I am mildly fascinated by the recent revenue sharing (for lack of a better term) announcement from YouTube. Now that the site is strong and part of the Google family, content owners will get a bit of the advertising dollars that will inevitably flow into the site’s coffers. It will also require a lot more of the diligence that copyright owners desire — demand — from the Internet.
This might appease some of the major players who are reluctant to “share” their videos with the YouTube nation. Once their eyes grow glassy with visions of millions of passive dollars flowing into their company coffers, surely they’ll open the vaults o’content, eager to offer more, more, more to make more, more, more.

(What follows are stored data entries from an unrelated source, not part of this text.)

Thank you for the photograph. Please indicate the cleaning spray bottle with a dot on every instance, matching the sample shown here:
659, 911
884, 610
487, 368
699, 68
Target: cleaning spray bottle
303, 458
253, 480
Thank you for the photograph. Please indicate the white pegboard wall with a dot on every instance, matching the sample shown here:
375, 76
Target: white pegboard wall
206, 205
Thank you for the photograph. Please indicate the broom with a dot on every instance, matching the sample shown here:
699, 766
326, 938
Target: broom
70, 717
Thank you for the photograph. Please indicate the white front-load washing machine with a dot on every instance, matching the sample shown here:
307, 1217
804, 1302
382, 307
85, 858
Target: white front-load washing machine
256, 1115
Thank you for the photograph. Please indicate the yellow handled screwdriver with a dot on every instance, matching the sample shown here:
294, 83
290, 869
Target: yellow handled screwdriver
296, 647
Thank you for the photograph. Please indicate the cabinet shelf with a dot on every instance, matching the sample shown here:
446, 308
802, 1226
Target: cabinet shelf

Oh right. Entertainment industry. They may not have the vision necessary to wait for passive dollars. In order to achieve their goals, they’re going to have to release a lot of content to the online service, some with inline advertising, some depending on old-fashioned ads, without a guaranteed return. Unless Google makes some dumb deals that promise a certain level of advertising dollars; I say dumb, because while they did it with MySpace, I don’t think setting guarantees is a good precedent. It is inevitable that the system will not meet someone’s expectations.

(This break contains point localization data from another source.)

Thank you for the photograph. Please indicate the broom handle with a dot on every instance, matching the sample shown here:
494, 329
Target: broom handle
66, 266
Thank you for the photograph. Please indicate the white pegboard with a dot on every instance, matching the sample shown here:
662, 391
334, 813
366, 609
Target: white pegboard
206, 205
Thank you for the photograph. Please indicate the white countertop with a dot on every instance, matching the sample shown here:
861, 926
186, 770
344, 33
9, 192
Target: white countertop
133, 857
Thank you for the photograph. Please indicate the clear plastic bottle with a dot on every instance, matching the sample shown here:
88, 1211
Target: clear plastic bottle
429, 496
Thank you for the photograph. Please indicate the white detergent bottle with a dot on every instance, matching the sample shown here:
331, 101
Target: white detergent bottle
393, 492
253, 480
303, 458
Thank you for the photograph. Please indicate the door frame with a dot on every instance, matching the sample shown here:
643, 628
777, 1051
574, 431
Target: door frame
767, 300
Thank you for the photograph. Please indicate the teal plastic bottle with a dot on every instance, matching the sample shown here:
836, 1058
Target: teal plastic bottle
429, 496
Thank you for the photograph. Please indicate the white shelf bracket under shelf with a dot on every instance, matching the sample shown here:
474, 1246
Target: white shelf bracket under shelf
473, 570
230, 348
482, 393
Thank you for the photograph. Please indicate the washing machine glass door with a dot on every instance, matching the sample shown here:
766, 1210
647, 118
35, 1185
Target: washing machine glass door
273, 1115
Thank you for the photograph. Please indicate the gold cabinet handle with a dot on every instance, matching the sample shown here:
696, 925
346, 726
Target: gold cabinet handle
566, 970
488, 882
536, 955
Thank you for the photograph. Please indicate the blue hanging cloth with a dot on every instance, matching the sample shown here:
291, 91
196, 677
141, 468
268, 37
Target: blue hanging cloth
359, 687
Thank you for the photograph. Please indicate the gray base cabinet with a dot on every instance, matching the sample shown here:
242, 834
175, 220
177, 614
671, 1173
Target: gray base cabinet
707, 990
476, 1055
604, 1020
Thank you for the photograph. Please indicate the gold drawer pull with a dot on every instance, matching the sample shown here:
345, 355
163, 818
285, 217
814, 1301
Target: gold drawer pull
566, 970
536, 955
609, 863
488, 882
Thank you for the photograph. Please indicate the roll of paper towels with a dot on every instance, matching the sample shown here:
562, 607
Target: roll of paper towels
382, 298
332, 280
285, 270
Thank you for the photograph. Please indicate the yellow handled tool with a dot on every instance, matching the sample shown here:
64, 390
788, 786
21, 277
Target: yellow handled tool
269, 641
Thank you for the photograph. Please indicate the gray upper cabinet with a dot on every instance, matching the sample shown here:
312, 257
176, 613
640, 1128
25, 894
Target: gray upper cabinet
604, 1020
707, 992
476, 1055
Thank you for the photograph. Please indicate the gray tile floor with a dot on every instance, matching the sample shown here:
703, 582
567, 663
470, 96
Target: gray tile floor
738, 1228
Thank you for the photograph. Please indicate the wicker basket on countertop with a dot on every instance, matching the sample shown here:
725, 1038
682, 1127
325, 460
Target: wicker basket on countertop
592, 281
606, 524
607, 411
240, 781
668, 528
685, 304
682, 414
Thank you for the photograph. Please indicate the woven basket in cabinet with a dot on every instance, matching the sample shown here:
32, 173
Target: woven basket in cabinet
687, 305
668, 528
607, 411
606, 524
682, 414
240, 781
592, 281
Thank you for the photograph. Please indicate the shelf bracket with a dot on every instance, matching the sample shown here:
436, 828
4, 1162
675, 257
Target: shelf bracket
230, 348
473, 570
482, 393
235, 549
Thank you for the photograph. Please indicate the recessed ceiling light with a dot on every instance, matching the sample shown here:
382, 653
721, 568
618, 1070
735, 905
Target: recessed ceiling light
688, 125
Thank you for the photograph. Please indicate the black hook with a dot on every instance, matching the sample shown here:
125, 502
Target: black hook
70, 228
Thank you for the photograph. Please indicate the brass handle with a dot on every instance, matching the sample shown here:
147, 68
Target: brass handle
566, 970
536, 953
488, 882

Plus, cutting deals with major studios misses the point of what makes YouTube great. It isn’t the few minutes of Taxi that matter — it’s the treasure trove of long-lost content (copyright holder sometimes unclear), rare gems (not worth the cost of remastering), and original cool stuff (Lonelygirl15, among many, many others). YouTube has already spawned a new sort of celebrity, one that is oddly and appealingly fleeting.
If the revenue model works, it will also spawn a new type of programming. Think of what will happen if a little money makes its way into the production budget. Okay, better not to think of that. Better cheesy lighting, anyone?
I like that YouTube is paying content owners. It’s pretty clear that most of the people playing in the site’s sandbox aren’t doing it to get rich — they’re doing it because they derive satisfaction from what’s happening…if they happen to become rich and famous from their efforts? Well, it’s not like they’re gonna say no.